Description
Background:
Influenza virus is an RNA virus, which causes influenza, and belongs to the family Orthomyxoviridae. Influenza virus is classified into three different genera, influenzavirus A, B, and C. They all have similar structures and compositions. The virions are 80-100nm in diameter and usually roughly spherical. The outer surface of the virion is made of a viral envelope containing two major glycoproteins, hemagglutinin (HA) and neuraminidase (NA). Influenzavirus A is further classified into subtypes based on the surface glycoproteins, HA and NA. Currently, there are 16 HA and 9 NA subtypes. The central core of the virion contains the viral RNA genome, which is packaged in the form of ribonucleoprotein complexes.

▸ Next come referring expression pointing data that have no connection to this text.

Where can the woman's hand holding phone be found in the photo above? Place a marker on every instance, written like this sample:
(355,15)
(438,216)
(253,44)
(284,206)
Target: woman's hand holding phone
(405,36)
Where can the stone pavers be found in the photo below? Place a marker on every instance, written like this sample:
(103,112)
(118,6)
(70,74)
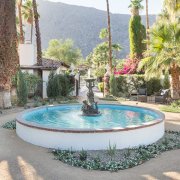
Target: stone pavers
(20,160)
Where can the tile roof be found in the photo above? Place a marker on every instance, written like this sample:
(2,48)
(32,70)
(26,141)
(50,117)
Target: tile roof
(50,63)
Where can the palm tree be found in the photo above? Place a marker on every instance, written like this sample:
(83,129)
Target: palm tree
(109,32)
(19,5)
(135,7)
(117,47)
(38,35)
(104,34)
(147,22)
(163,17)
(173,8)
(165,54)
(28,14)
(8,52)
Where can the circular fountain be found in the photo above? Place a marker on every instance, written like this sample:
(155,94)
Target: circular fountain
(88,108)
(65,126)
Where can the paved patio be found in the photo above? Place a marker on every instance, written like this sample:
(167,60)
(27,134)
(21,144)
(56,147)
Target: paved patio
(20,160)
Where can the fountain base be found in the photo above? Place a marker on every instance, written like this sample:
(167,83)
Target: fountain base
(89,110)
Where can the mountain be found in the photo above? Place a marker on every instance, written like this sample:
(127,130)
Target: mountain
(82,25)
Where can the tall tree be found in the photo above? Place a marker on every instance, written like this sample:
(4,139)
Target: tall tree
(147,22)
(104,34)
(173,8)
(9,59)
(28,14)
(165,54)
(19,5)
(135,7)
(117,47)
(38,35)
(109,31)
(63,51)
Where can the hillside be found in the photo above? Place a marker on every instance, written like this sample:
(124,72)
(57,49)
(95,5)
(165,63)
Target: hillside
(82,25)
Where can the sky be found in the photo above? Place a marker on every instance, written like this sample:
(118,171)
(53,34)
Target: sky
(116,6)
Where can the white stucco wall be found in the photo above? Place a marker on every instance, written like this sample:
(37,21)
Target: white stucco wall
(45,74)
(30,71)
(27,54)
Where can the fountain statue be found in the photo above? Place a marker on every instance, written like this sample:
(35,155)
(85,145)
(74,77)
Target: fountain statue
(90,107)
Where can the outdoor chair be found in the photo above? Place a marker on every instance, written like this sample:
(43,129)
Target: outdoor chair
(162,97)
(142,94)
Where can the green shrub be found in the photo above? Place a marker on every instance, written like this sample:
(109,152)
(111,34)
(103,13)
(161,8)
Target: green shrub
(121,84)
(22,89)
(82,72)
(128,83)
(32,81)
(101,86)
(112,84)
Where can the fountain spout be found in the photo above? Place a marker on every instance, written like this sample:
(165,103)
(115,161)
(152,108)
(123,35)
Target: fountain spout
(90,107)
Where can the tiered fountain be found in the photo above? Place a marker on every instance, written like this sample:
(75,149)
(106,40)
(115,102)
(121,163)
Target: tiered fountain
(90,107)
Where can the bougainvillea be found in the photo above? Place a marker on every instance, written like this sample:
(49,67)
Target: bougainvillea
(130,66)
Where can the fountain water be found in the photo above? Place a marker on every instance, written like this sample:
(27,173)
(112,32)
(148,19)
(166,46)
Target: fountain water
(90,107)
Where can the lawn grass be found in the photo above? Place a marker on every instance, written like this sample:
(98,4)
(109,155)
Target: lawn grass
(107,99)
(169,109)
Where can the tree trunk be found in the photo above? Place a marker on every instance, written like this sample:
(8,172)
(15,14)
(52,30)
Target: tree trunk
(8,50)
(38,35)
(109,31)
(20,23)
(147,23)
(116,53)
(31,32)
(175,91)
(135,12)
(5,96)
(105,39)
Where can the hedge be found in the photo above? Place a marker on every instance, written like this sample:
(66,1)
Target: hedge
(101,86)
(128,83)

Influenza virus nucleoprotein (NP) is a major component of the ribonucleoprotein complex and is abundantly expressed during the course of infection. It is a structural protein, which encapsidates the negative strand viral RNA and is essential for RNA transcription, replication and packaging. NP binds the PB1 and PB2 subunits of the viral RNA polymerase and the matrix protein M1, in addition to its binding to ssRNA. NP is also known to interact with variety of other macromolecules of both viral and cellular origins, and these interactions have been shown to be essential for the viral lifecycle.
Specifications:
Specificity: Reacts with NP of all influenza A viruses, including seasonal H2N2, H3N2, and avian H5N1, H5N2 and H1N1 (seasonal, pandemic and swine). No cross reactivity with influenza B viruses.

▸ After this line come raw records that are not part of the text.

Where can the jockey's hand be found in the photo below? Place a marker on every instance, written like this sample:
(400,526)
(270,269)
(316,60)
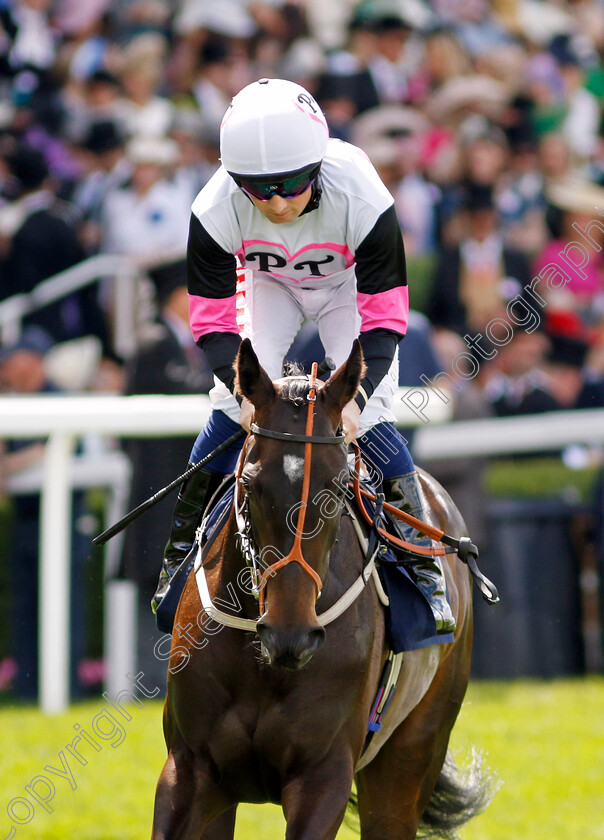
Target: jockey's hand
(350,420)
(247,414)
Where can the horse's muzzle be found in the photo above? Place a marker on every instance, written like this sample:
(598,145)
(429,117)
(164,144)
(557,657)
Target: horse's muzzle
(288,648)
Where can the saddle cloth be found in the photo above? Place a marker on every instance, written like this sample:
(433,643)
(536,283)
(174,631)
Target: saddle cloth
(410,623)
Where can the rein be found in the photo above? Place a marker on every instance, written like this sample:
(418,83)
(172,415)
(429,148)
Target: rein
(295,555)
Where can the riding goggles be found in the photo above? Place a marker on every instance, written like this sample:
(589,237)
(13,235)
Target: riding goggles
(288,187)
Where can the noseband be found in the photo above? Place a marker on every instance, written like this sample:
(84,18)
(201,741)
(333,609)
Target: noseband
(295,555)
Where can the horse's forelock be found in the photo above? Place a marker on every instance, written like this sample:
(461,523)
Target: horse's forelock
(294,389)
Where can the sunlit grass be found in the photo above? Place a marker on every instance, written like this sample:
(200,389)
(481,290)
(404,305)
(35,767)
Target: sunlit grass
(543,740)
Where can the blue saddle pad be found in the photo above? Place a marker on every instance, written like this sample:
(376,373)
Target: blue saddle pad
(166,611)
(410,623)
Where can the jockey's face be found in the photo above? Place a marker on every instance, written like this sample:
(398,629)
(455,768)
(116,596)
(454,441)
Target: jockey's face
(282,210)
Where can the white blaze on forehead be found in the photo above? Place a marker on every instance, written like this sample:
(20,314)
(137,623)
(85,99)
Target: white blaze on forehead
(293,467)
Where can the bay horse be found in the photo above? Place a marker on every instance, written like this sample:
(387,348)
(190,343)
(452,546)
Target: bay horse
(277,711)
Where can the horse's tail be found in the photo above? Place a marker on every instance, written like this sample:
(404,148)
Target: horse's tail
(457,797)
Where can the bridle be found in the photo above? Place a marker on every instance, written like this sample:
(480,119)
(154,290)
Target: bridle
(295,554)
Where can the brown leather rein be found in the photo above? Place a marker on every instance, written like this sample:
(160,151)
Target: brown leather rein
(295,555)
(462,546)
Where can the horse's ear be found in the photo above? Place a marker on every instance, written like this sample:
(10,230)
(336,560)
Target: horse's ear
(252,380)
(344,384)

Immunogen: Human Influenza A Virus (H2N2) Okada strain
Isotype: mouse IgG2A
Purity: Produced in serum-free medium and purified by proprietary chromatography procedure under mild conditions. 90~95% pure by SDS-PAGE
Form: 1 mg/ml in PBS, 50% glycerol, filter sterilized. No additive nor carrier protein added
Storage temperature: Ship at 4℃ and store at -20℃.
Applications
- Western blotting (300~1,000 fold dilution)
- Immuno-precipitation (100 fold dilution)
- Immunofluorescent staining (200 fold dilution)
- Immunohistochemistry (200 fold dilution)
- ELISA (assay dependent)
Data Link: Swiss-Prot Influenza NP
References: This antibody has been used in the following publications.
- Mizuike R. et al. Development of Two Types of Rapid Diagnostic Test Kits To Detect the Hemagglutinin or Nucleoprotein of the Swine-Origin Pandemic Influenza A Virus H1N1. Clin Vaccine Immunol 18: 494–499 (2011) PubMed ID: 21228147 (IF)
- Ueda M. et al. Maturation efficiency of viral glycoproteins in the ER impacts the production of influenza A virus. Virus Research 136: 91–97 (2008) PubMed ID:18550190 (WB)
- Okuno Y et al. A common neutralizing epitope conserved between the hemagglutinins of influenza A virus H1 and H2 strains. J Virol 67: 2552–2558 (1993) PubMed ID:7682624 (IP)
Fig.1 Immunofluorescence assay of MDCK cells derived from canine kidney cells, and A549 cells derived from human lung carcinoma cells, that were infected with H1N1 influenza virus (A/PuertoRico/8/34). Samples were taken at 3, 9, and 24 hours post-infection. C43 antibody efficiently detected virus-infected MDCK and A549 cells as early as 3 h after infection. The cells were fixed with 4% paraformaldehyde in phosphate-buffered saline (PBS) and permeabilized with 0.1% 0.1% Triton X-100 in PBS. The bound antibody was visualized by a further reaction with an Alexa Fluor 488-conjugated secondary antibody.
Fig.2 Immunofluorescence assay of 293T cells expressing HA or NP of pandemic (H1N1) 2009 influenza A virus (A/Suita/1/2009).
C43 specifically recognized NP-expressing cells while a commercially available mouse anti-HA monoclonal antibody specifically recognized HA.
Fig.3. Western blotting of MDCK cells infected with H1N1 (A/PuertoRico/8/34), H5N1 (A/duck/HK/342/78), or H5N2 (A/crow/Kyoto/53/04) using C43 as a primary antibody. Samples were collected at 3, 9, 24, and 48 hours post-infection. C43 detected NP after 3 hours post-infection and detected three different types of influenza viruses.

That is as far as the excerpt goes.